As you can easily guess from the speaker’s design and specifications, the Google Nest Audio is mono and front-firing, which of course substantially affects its spatial sub-score.
Consequently, wideness is nil, and directivity (the speaker’s ability to project 360° sound) is highly limited. This means the listener has to be in front of the device to be able to correctly hear mids and treble.
Google Nest Audio
Our volume tests measure both the maximum loudness a speaker is able to produce and how smoothly volume increases and decreases based on user input.
Google’s Nest Audio fares extremely well in the volume area, thanks to an impressive maximum volume considering its size, and natural volume steps from minimum to maximum volume.
The speaker’s embedded Ambient IQ algorithm works with vocal content such as online podcasts, news reporting, and even audiobooks. It automatically adapts the playback’s frequency response and volume to the background noise to keep content intelligible. However, Ambient IQ doesn’t seem to work when playing back local files from a smartphone.

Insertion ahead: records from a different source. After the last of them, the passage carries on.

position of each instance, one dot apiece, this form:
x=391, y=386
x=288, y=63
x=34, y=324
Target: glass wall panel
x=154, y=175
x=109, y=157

Here are a few sound pressure levels (SPL) measured when playing our sample recordings of hip-hop and classical music at maximum volume:
|Correlated Pink Noise
|Uncorrelated Pink Noise
|Google Nest Audio
|Amazon Echo Studio
|Xiaomi Mi Smart Speaker Battery Edition
Google Nest Audio
Our artifacts tests measure how much source audio is distorted when played back, along with such other sound artifacts as noise, pumping effects, and clipping. Distortion and other artifacts can occur both because of sound processing and because of the quality of the speakers.
Sound played back through Google’s Nest Audio exhibits very few artifacts overall, despite its particularly loud maximum volume. Temporal artifacts (dynamic compression) are imperceptible in every music genre and across all use cases, from listening to quiet podcasts before sleeping all the way to partying with loud music.
As for spectral artifacts, slight bass distortion is noticeable at loud volumes (for example, in our party use case), and audio clicks can occasionally be triggered by strong transients (such as snares). Our testers observed no other user artifacts.
Since both Bluetooth and Google Cast latencies are quite significant, note that the Google Nest Audio is not the ideal speaker to watch videos with, unless you can manually adjust the time delay.
Considering its category, the Google Nest Audio delivers a highly honorable performance, with impressive maximum volume, very few artifacts, precise treble and clear midrange, and an interesting ability (in the form of Ambient IQ) to adapt its volume to the background noise. Further, its tonal balance and volume consistency makes it a good choice for relaxing at home and for listening to music or podcasts before going to sleep. However, bass is significantly lacking; sound is unevenly distributed around the speaker; and a noticeable latency is induced by both wireless connections, making it unsuitable for watching videos, unless manually adjusting the time delay is an option.
- Good overall performance
- Tonal balance is fairly consistent in most use cases, with precise treble and clear midrange.
- Attack is sharp, especially at nominal and even at quiet volumes.
- Distance rendering is realistic on high-pitched voices.
- Impressive maximum volume for the speaker’s size
- Great volume consistency, with smooth volume increases
- Ambient IQ is an interesting feature for online voice content.
- Very few artifacts overall
- Significant lack of bass across all use cases
- Midrange rendering is affected by a lack of low-mids.
- Slight lack of high-end extension on high-pitched instruments (such as cymbals)
- Lack of punch, especially at loud volumes
- Bass precision is impaired by a lack of bass and occasional resonances.
- Sound is unevenly distributed around the speaker and its wideness is nil, since the speaker is mono and front-firing.
- Distance rendering is not accurate on low-pitched voices.
- Ambient IQ doesn’t work with locally stored files.
- Audio/Video latency is significant via Bluetooth and Google Cast.